Tested on GRCh38 WXS input BAM of 8.3GB with commands:

# Inputs on lustre but ensure no first read bias
$ cat GRCh38_wxs_6798_PD7261a.bam > /dev/null

# original version
$ /usr/bin/time -v -o pindel_orig.time perl ~/GitHub/cgpPindel_orig/perl/bin/pindel_input_gen.pl -b GRCh38_wxs_6798_PD7261a.bam -o pindel_orig -r dockstore_ref/human_GRCh38/extracted/genome.fa -t 1 -e dockstore_ref/human_GRCh38/extracted/pindel/HiDepth.bed.gz >& pindel_orig.log &

# updated version
$ /usr/bin/time -v -o pindel_new.time perl ~/GitHub/cgpPindel/perl/bin/pindel_input_gen.pl -b GRCh38_wxs_6798_PD7261a.bam -o pindel_new -r dockstore_ref/human_GRCh38/extracted/genome.fa -1 -e dockstore_ref/human_GRCh38/extracted/pindel/HiDepth.bed.gz >& pindel_new.log &

Standard farm node, 32*cpu 256GB RAM, clear of other users/processes.

Timings

Normally 1 million reads are processed in ~30 seconds (on hardware used in test), in regions of high depth this can spike to over 200s (for this WXS data, in WGS data >600s often achieved).

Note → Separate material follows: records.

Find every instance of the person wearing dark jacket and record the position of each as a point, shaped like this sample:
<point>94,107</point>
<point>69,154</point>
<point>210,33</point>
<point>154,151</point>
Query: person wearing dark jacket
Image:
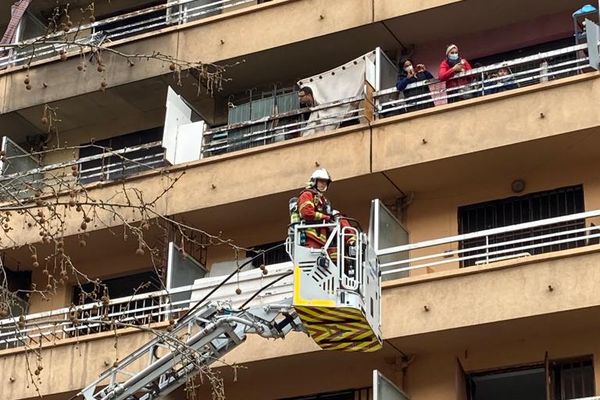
<point>450,66</point>
<point>411,74</point>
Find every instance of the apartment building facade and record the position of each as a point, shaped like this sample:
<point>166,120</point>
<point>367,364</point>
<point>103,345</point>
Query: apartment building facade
<point>489,291</point>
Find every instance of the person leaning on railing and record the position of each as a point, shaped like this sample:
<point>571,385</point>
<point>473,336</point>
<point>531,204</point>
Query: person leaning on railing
<point>408,74</point>
<point>450,66</point>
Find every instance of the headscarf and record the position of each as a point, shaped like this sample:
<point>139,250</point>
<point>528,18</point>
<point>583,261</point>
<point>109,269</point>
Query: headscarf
<point>448,50</point>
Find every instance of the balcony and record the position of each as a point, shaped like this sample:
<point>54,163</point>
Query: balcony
<point>515,292</point>
<point>105,31</point>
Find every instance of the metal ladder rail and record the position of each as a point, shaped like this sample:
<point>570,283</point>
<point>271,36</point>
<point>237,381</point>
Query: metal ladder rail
<point>221,331</point>
<point>153,381</point>
<point>201,315</point>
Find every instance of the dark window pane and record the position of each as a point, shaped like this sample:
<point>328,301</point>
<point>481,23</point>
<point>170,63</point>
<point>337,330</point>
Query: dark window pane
<point>517,210</point>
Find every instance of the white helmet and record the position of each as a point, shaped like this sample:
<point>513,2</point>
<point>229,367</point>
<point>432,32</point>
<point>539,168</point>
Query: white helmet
<point>320,173</point>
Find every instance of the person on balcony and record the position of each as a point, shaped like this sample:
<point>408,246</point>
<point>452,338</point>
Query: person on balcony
<point>315,208</point>
<point>453,64</point>
<point>410,74</point>
<point>307,100</point>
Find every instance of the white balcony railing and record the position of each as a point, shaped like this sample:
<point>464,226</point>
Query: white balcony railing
<point>521,72</point>
<point>491,245</point>
<point>142,309</point>
<point>107,165</point>
<point>173,12</point>
<point>525,71</point>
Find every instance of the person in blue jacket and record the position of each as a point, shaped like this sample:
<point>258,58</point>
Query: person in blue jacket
<point>409,73</point>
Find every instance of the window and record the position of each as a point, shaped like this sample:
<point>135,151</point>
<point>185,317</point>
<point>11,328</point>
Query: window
<point>568,379</point>
<point>353,394</point>
<point>144,282</point>
<point>515,384</point>
<point>17,282</point>
<point>113,167</point>
<point>520,209</point>
<point>274,256</point>
<point>573,379</point>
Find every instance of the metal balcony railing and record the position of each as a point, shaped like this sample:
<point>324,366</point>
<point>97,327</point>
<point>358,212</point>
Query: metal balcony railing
<point>521,72</point>
<point>525,71</point>
<point>139,310</point>
<point>129,24</point>
<point>498,244</point>
<point>108,165</point>
<point>284,126</point>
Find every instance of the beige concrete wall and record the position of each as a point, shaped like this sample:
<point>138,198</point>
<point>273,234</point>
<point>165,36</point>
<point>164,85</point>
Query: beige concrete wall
<point>387,9</point>
<point>431,373</point>
<point>209,40</point>
<point>550,109</point>
<point>65,368</point>
<point>433,214</point>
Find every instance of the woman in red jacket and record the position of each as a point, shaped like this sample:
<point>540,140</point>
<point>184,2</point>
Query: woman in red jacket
<point>450,66</point>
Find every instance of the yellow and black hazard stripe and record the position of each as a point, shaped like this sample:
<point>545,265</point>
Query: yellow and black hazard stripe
<point>343,328</point>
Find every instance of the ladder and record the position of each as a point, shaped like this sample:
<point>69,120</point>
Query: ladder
<point>200,338</point>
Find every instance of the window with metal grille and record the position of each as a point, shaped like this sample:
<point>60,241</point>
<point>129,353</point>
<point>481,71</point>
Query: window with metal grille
<point>573,379</point>
<point>516,210</point>
<point>113,167</point>
<point>124,286</point>
<point>566,379</point>
<point>274,256</point>
<point>352,394</point>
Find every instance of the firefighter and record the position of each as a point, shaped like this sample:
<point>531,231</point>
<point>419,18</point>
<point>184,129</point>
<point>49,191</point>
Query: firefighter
<point>313,207</point>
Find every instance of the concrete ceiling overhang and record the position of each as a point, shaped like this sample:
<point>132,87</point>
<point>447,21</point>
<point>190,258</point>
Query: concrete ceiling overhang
<point>452,21</point>
<point>286,64</point>
<point>503,164</point>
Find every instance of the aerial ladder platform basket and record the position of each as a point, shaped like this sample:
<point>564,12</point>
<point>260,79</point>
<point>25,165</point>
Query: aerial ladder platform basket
<point>332,293</point>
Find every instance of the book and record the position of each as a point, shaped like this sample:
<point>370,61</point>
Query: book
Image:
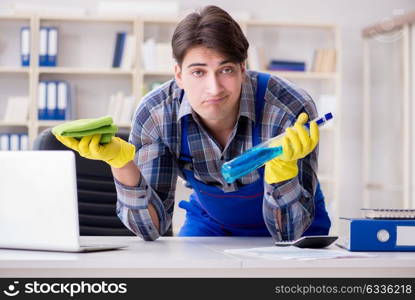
<point>128,55</point>
<point>388,213</point>
<point>286,65</point>
<point>119,49</point>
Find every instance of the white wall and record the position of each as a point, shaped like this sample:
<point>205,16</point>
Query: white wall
<point>352,16</point>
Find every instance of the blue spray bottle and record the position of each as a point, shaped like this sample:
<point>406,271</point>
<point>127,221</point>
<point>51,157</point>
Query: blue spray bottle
<point>257,156</point>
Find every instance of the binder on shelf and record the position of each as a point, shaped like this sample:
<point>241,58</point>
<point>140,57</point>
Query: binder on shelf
<point>62,102</point>
<point>51,98</point>
<point>41,101</point>
<point>25,46</point>
<point>377,234</point>
<point>4,142</point>
<point>128,55</point>
<point>119,49</point>
<point>52,48</point>
<point>43,47</point>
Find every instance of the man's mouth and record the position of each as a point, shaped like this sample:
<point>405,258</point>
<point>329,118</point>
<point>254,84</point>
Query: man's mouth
<point>214,100</point>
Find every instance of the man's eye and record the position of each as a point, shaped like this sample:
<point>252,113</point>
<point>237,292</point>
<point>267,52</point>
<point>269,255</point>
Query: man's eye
<point>197,73</point>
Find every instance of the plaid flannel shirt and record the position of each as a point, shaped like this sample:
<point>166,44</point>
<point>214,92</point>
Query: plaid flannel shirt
<point>156,134</point>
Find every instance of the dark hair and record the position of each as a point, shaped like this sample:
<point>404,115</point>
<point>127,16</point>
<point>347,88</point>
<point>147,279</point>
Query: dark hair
<point>211,27</point>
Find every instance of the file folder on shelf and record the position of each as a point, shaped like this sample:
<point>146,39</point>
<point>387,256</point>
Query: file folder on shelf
<point>52,49</point>
<point>377,234</point>
<point>41,101</point>
<point>43,47</point>
<point>25,46</point>
<point>51,100</point>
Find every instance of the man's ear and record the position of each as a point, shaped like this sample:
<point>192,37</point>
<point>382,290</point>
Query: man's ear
<point>178,75</point>
<point>243,67</point>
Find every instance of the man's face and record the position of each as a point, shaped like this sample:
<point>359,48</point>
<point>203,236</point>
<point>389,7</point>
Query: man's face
<point>212,83</point>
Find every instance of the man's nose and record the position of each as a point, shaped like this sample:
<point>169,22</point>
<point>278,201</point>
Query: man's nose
<point>214,86</point>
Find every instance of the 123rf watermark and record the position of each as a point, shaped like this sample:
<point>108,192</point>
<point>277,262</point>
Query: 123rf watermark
<point>71,289</point>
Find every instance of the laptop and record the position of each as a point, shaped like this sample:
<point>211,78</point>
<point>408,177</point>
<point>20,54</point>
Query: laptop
<point>38,202</point>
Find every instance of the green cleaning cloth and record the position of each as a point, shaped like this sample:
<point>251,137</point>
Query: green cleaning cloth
<point>85,127</point>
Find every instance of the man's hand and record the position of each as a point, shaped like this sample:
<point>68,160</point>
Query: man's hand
<point>117,153</point>
<point>297,143</point>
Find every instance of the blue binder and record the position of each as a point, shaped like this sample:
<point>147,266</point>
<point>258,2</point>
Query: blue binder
<point>52,48</point>
<point>43,47</point>
<point>377,234</point>
<point>25,46</point>
<point>42,100</point>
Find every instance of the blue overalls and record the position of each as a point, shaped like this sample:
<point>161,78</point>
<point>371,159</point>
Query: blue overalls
<point>212,212</point>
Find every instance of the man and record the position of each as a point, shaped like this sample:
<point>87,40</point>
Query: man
<point>211,112</point>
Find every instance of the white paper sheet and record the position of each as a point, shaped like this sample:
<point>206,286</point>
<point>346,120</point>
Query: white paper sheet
<point>292,252</point>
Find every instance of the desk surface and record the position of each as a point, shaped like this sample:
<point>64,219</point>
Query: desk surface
<point>194,257</point>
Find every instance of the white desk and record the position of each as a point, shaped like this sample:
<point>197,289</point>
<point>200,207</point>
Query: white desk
<point>193,257</point>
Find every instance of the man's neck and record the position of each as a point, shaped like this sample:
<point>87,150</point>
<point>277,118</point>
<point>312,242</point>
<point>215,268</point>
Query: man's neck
<point>221,129</point>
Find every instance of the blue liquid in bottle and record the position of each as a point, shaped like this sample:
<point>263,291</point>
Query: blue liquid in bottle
<point>249,161</point>
<point>257,156</point>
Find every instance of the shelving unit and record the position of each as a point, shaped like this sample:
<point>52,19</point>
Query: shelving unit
<point>388,130</point>
<point>85,52</point>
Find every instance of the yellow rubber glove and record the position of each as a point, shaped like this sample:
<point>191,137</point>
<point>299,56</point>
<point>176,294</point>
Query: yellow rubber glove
<point>116,153</point>
<point>297,143</point>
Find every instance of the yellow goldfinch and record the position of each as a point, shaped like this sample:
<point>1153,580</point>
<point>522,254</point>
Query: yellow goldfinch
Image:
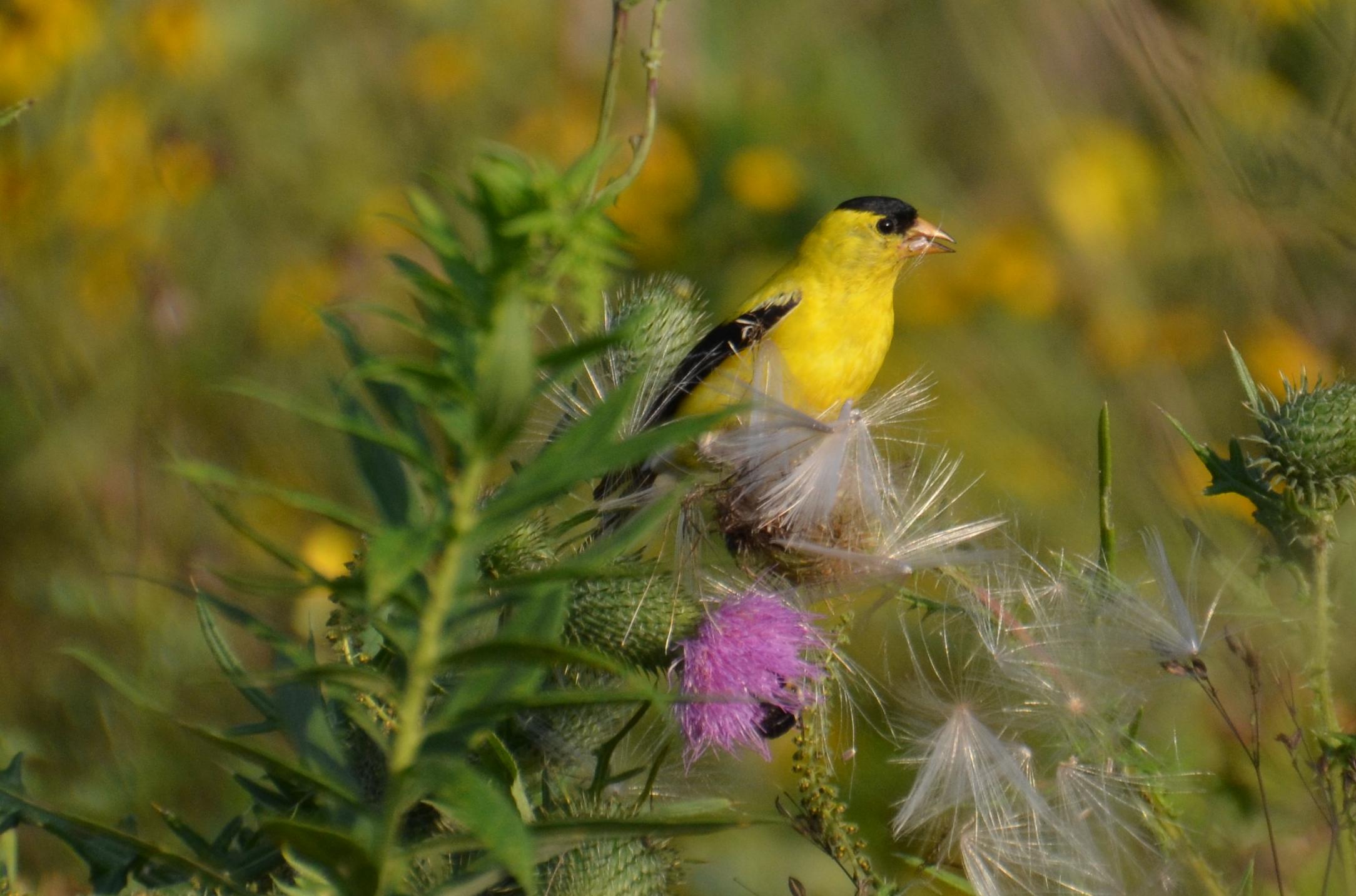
<point>829,312</point>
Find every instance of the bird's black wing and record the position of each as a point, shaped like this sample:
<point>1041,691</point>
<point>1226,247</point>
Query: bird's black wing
<point>715,349</point>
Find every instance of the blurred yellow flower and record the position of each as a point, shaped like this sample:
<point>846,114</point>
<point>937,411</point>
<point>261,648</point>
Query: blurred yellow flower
<point>108,196</point>
<point>765,179</point>
<point>377,223</point>
<point>1187,335</point>
<point>327,548</point>
<point>1104,188</point>
<point>173,34</point>
<point>1275,350</point>
<point>118,131</point>
<point>442,66</point>
<point>1256,102</point>
<point>1119,338</point>
<point>116,178</point>
<point>288,316</point>
<point>1285,11</point>
<point>1013,268</point>
<point>562,129</point>
<point>932,296</point>
<point>664,191</point>
<point>37,39</point>
<point>185,170</point>
<point>106,284</point>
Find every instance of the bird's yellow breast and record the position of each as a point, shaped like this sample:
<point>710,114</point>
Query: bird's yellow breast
<point>833,343</point>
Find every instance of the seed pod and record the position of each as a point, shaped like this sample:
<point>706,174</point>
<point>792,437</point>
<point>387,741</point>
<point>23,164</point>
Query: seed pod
<point>1309,442</point>
<point>640,867</point>
<point>664,319</point>
<point>638,618</point>
<point>527,546</point>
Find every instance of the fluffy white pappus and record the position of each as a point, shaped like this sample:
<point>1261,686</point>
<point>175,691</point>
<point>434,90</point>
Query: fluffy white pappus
<point>916,535</point>
<point>1043,639</point>
<point>1112,817</point>
<point>1171,631</point>
<point>804,476</point>
<point>1031,858</point>
<point>658,320</point>
<point>967,780</point>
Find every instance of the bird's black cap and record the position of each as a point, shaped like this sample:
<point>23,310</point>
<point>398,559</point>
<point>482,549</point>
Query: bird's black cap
<point>903,213</point>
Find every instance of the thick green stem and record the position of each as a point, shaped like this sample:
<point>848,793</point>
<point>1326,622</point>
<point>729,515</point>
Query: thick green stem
<point>1322,678</point>
<point>1106,529</point>
<point>433,620</point>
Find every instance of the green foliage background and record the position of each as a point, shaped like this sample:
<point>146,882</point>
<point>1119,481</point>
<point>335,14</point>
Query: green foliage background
<point>1127,181</point>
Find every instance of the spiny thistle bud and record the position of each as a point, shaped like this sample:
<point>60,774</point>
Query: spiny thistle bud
<point>1309,442</point>
<point>567,737</point>
<point>664,318</point>
<point>639,867</point>
<point>524,548</point>
<point>638,618</point>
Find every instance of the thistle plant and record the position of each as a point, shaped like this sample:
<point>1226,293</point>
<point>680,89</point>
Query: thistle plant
<point>562,612</point>
<point>1300,472</point>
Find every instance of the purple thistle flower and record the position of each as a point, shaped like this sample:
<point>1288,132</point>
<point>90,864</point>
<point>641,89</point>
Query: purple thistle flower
<point>749,652</point>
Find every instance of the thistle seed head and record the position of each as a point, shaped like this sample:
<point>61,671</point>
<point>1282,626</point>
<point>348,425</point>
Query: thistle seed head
<point>639,867</point>
<point>1309,442</point>
<point>638,618</point>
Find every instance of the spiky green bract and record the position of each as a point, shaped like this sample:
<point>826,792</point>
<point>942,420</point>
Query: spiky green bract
<point>524,548</point>
<point>660,318</point>
<point>636,867</point>
<point>566,738</point>
<point>1309,442</point>
<point>638,617</point>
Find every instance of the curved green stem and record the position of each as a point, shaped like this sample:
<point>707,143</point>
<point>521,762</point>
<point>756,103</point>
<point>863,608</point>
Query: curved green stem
<point>652,54</point>
<point>1322,677</point>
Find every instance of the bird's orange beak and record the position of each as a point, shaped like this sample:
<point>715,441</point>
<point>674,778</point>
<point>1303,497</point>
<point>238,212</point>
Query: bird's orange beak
<point>923,239</point>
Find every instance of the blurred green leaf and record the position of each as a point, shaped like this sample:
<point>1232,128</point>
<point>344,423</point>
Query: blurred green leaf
<point>505,376</point>
<point>346,860</point>
<point>392,556</point>
<point>113,856</point>
<point>10,114</point>
<point>206,473</point>
<point>488,813</point>
<point>231,666</point>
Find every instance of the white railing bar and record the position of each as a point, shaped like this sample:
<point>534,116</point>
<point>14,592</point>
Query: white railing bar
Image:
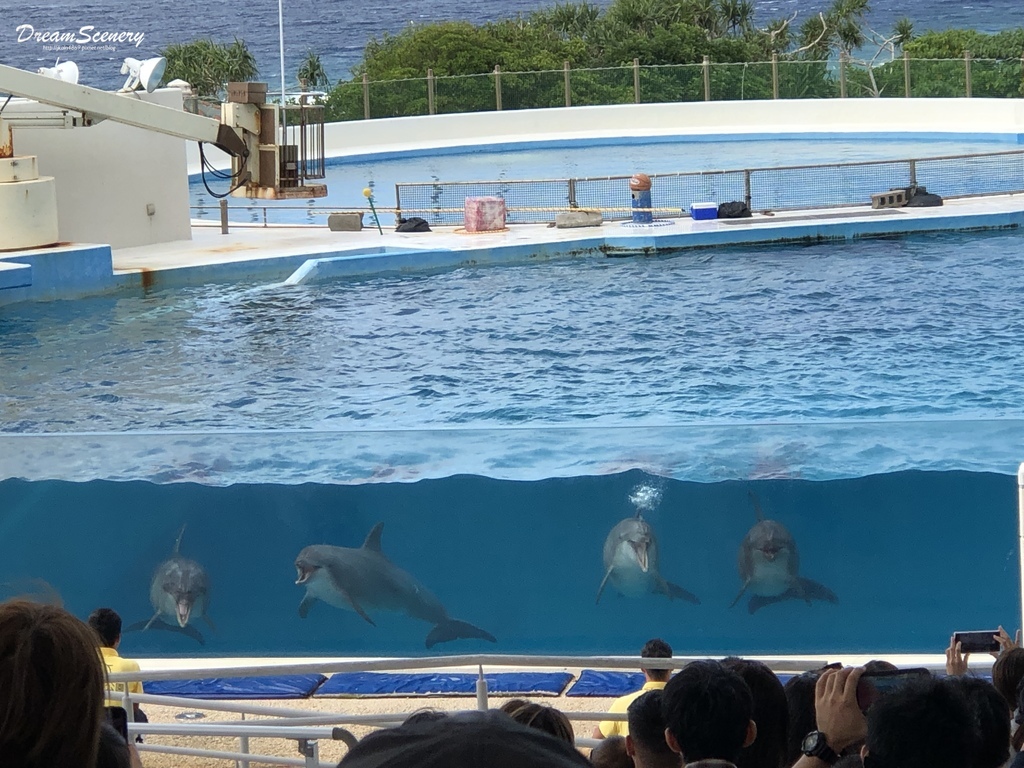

From /usr/bin/time -v, trimmed to useful information

Old

User time (seconds): 7253.41
System time (seconds): 83.32
Percent of CPU this job got: 102%
Elapsed (wall clock) time (h:mm:ss or m:ss): 1:59:30
Maximum resident set size (kbytes): 4098176
Exit status: 0

New

User time (seconds): 3888.01
System time (seconds): 85.12
Percent of CPU this job got: 104%
Elapsed (wall clock) time (h:mm:ss or m:ss): 1:03:23
Maximum resident set size (kbytes): 4084816
Exit status: 0

Result comparison

$ ls -1 pindel_orig/ | xargs -tI {} zdiff -qs pindel_orig/{} pindel_new/{}
zdiff -qs pindel_orig/chr10.txt.gz pindel_new/chr10.txt.gz 
Files /dev/fd/5 and - are identical
zdiff -qs pindel_orig/chr11.txt.gz pindel_new/chr11.txt.gz 
Files /dev/fd/5 and - are identical
zdiff -qs pindel_orig/chr12.txt.gz pindel_new/chr12.txt.gz 
Files /dev/fd/5 and - are identical
zdiff -qs pindel_orig/chr13.txt.gz pindel_new/chr13.txt.gz 
Files /dev/fd/5 and - are identical
zdiff -qs pindel_orig/chr14.txt.gz pindel_new/chr14.txt.gz 
Files /dev/fd/5 and - are identical
zdiff -qs pindel_orig/chr15.txt.gz pindel_new/chr15.txt.gz 
Files /dev/fd/5 and - are identical
zdiff -qs pindel_orig/chr16.txt.gz pindel_new/chr16.txt.gz 
Files /dev/fd/5 and - are identical
zdiff -qs pindel_orig/chr17.txt.gz pindel_new/chr17.txt.gz 
Files /dev/fd/5 and - are identical
zdiff -qs pindel_orig/chr18.txt.gz pindel_new/chr18.txt.gz 
Files /dev/fd/5 and - are identical
zdiff -qs pindel_orig/chr19.txt.gz pindel_new/chr19.txt.gz 
Files /dev/fd/5 and - are identical
zdiff -qs pindel_orig/chr1.txt.gz pindel_new/chr1.txt.gz 
Files /dev/fd/5 and - are identical
zdiff -qs pindel_orig/chr20.txt.gz pindel_new/chr20.txt.gz 
Files /dev/fd/5 and - are identical
zdiff -qs pindel_orig/chr21.txt.gz pindel_new/chr21.txt.gz 
Files /dev/fd/5 and - are identical
zdiff -qs pindel_orig/chr22.txt.gz pindel_new/chr22.txt.gz 
Files /dev/fd/5 and - are identical
zdiff -qs pindel_orig/chr2.txt.gz pindel_new/chr2.txt.gz 
Files /dev/fd/5 and - are identical
zdiff -qs pindel_orig/chr3.txt.gz pindel_new/chr3.txt.gz 
Files /dev/fd/5 and - are identical
zdiff -qs pindel_orig/chr4.txt.gz pindel_new/chr4.txt.gz 
Files /dev/fd/5 and - are identical
zdiff -qs pindel_orig/chr5.txt.gz pindel_new/chr5.txt.gz 
Files /dev/fd/5 and - are identical
zdiff -qs pindel_orig/chr6.txt.gz pindel_new/chr6.txt.gz 
Files /dev/fd/5 and - are identical
zdiff -qs pindel_orig/chr7.txt.gz pindel_new/chr7.txt.gz 
Files /dev/fd/5 and - are identical
zdiff -qs pindel_orig/chr8.txt.gz pindel_new/chr8.txt.gz 
Files /dev/fd/5 and - are identical
zdiff -qs pindel_orig/chr9.txt.gz pindel_new/chr9.txt.gz 
Files /dev/fd/5 and - are identical
zdiff -qs pindel_orig/chrM.txt.gz pindel_new/chrM.txt.gz 
Files /dev/fd/5 and - are identical
zdiff -qs pindel_orig/chrX.txt.gz pindel_new/chrX.txt.gz 
Files /dev/fd/5 and - are identical
zdiff -qs pindel_orig/chrY.txt.gz pindel_new/chrY.txt.gz 
Files /dev/fd/5 and - are identical

Results are identical.

keiranmraine commented 5 years ago

Additional info:

WGS pair reduced wall time from 31:46:27 to 16:37:36 (h:mm:ss) (for pindel.pl exec)

AndyMenzies commented 5 years ago

Changes all look reasonable to me. Speed up looks great.